Minister of the Public Construction Commission
- In office 22 October 2013 – 30 June 2014
- Deputy: Yan Jeou-rong, Teng Min-chih
- Preceded by: Chern Jenn-chuan Yan Jeou-rong (acting)

Minister without Portfolio
- Incumbent
- Assumed office 22 October 2013

Personal details
- Education: National Taiwan University (BS) University of Delaware (MS) University of California, Berkeley (PhD)

= Chen Shi-shuenn =

Taiwanese civil engineer

Chen Shi-shuenn (陳希舜 (Chén Xīshùn)) is a Taiwanese civil engineer.
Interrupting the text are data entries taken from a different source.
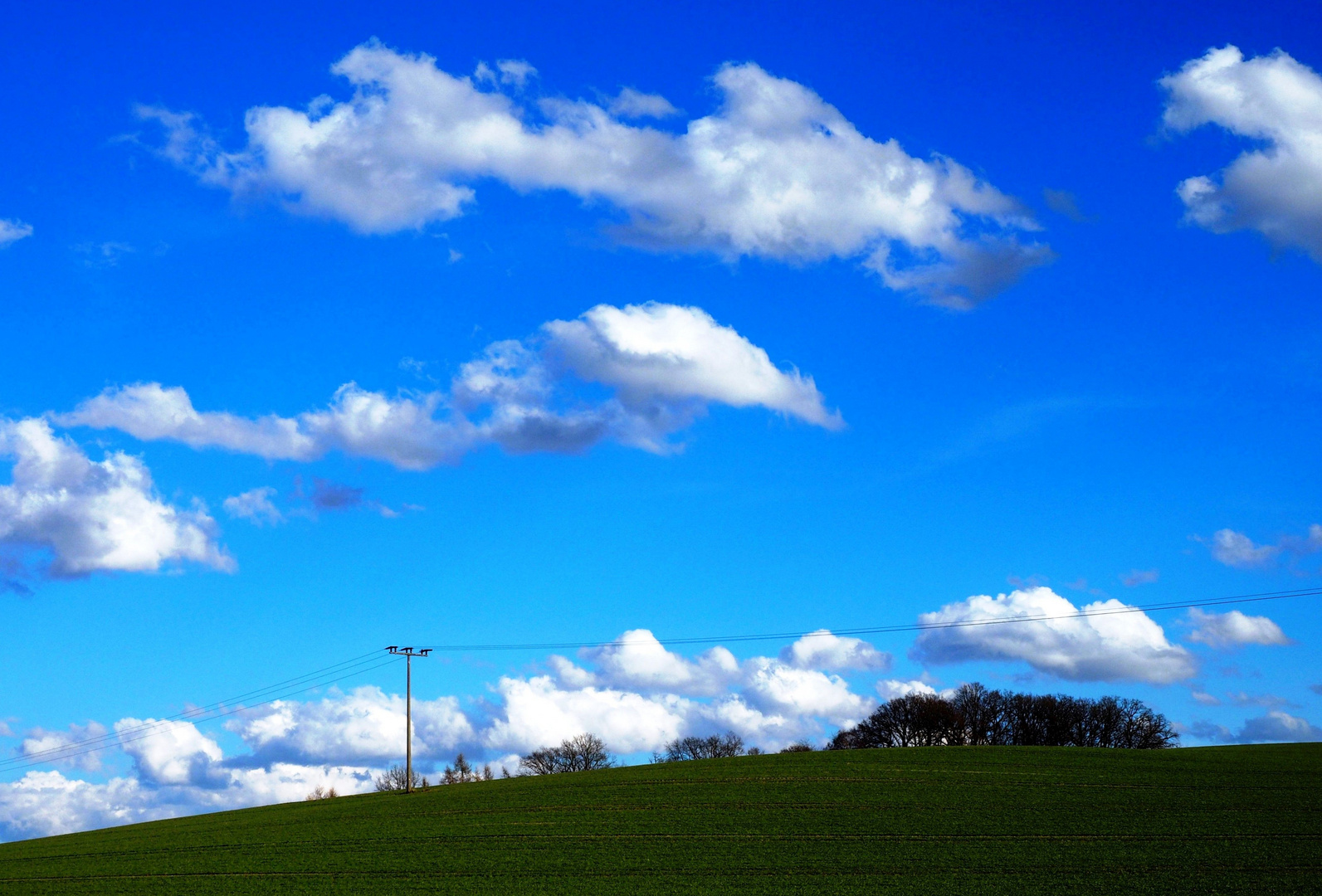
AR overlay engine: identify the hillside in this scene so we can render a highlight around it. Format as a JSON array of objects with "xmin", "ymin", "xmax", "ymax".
[{"xmin": 0, "ymin": 744, "xmax": 1322, "ymax": 896}]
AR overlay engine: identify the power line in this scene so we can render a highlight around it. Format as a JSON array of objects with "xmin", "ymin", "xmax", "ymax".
[
  {"xmin": 0, "ymin": 650, "xmax": 398, "ymax": 772},
  {"xmin": 0, "ymin": 650, "xmax": 379, "ymax": 771},
  {"xmin": 428, "ymin": 588, "xmax": 1322, "ymax": 653},
  {"xmin": 7, "ymin": 588, "xmax": 1322, "ymax": 772}
]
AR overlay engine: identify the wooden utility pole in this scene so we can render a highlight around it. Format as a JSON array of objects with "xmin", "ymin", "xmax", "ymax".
[{"xmin": 386, "ymin": 646, "xmax": 431, "ymax": 793}]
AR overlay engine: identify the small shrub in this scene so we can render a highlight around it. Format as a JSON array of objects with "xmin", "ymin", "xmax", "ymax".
[{"xmin": 377, "ymin": 765, "xmax": 426, "ymax": 793}]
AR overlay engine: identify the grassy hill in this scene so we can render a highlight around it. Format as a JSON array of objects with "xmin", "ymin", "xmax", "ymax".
[{"xmin": 0, "ymin": 744, "xmax": 1322, "ymax": 896}]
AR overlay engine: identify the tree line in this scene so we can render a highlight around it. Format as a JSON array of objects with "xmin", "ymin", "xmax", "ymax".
[
  {"xmin": 357, "ymin": 684, "xmax": 1179, "ymax": 800},
  {"xmin": 829, "ymin": 684, "xmax": 1179, "ymax": 749}
]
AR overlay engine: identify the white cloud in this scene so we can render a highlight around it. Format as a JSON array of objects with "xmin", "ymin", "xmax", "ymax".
[
  {"xmin": 544, "ymin": 304, "xmax": 842, "ymax": 438},
  {"xmin": 912, "ymin": 587, "xmax": 1195, "ymax": 684},
  {"xmin": 744, "ymin": 657, "xmax": 872, "ymax": 727},
  {"xmin": 141, "ymin": 44, "xmax": 1051, "ymax": 308},
  {"xmin": 1212, "ymin": 528, "xmax": 1281, "ymax": 570},
  {"xmin": 606, "ymin": 87, "xmax": 680, "ymax": 118},
  {"xmin": 226, "ymin": 687, "xmax": 476, "ymax": 765},
  {"xmin": 780, "ymin": 629, "xmax": 891, "ymax": 670},
  {"xmin": 0, "ymin": 629, "xmax": 876, "ymax": 840},
  {"xmin": 1120, "ymin": 570, "xmax": 1161, "ymax": 588},
  {"xmin": 876, "ymin": 678, "xmax": 947, "ymax": 700},
  {"xmin": 1235, "ymin": 709, "xmax": 1322, "ymax": 744},
  {"xmin": 221, "ymin": 485, "xmax": 284, "ymax": 526},
  {"xmin": 0, "ymin": 218, "xmax": 32, "ymax": 248},
  {"xmin": 0, "ymin": 419, "xmax": 234, "ymax": 577},
  {"xmin": 485, "ymin": 675, "xmax": 689, "ymax": 753},
  {"xmin": 115, "ymin": 719, "xmax": 223, "ymax": 786},
  {"xmin": 0, "ymin": 765, "xmax": 373, "ymax": 840},
  {"xmin": 1197, "ymin": 523, "xmax": 1322, "ymax": 570},
  {"xmin": 59, "ymin": 304, "xmax": 843, "ymax": 470},
  {"xmin": 1188, "ymin": 606, "xmax": 1290, "ymax": 648},
  {"xmin": 1159, "ymin": 45, "xmax": 1322, "ymax": 261},
  {"xmin": 18, "ymin": 722, "xmax": 109, "ymax": 772},
  {"xmin": 578, "ymin": 629, "xmax": 739, "ymax": 696}
]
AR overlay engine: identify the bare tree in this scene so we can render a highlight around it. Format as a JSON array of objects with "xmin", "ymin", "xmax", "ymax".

He served as the Minister of the Public Construction Commission (PCC) of the Executive Yuan from 2013 to 2014.

==Education==
Chen graduated from National Taiwan University with a bachelor's degree in civil engineering, then completed graduate studies in the United States, where he earned a Master of Science (M.S.) in civil engineering from the University of Delaware and his Ph.D. in civil engineering from the University of California, Berkeley, in 1987. His doctoral dissertation was titled, "The Response of Multilayered Systems to Dynamic Surface Loads."

==Early career==
He was a professor of construction engineering at National Taiwan University of Science and Technology.

==Political career==
In 1995–1996, Chen was the Deputy Director-General of the National Expressway Engineering Bureau of the Ministry of Transportation and Communications. In 1999–2001, he was the member of Disaster Prevention and Safety Committee of the Ministry of the Interior. In 2005–2009, he was the member of Public Construction Commission.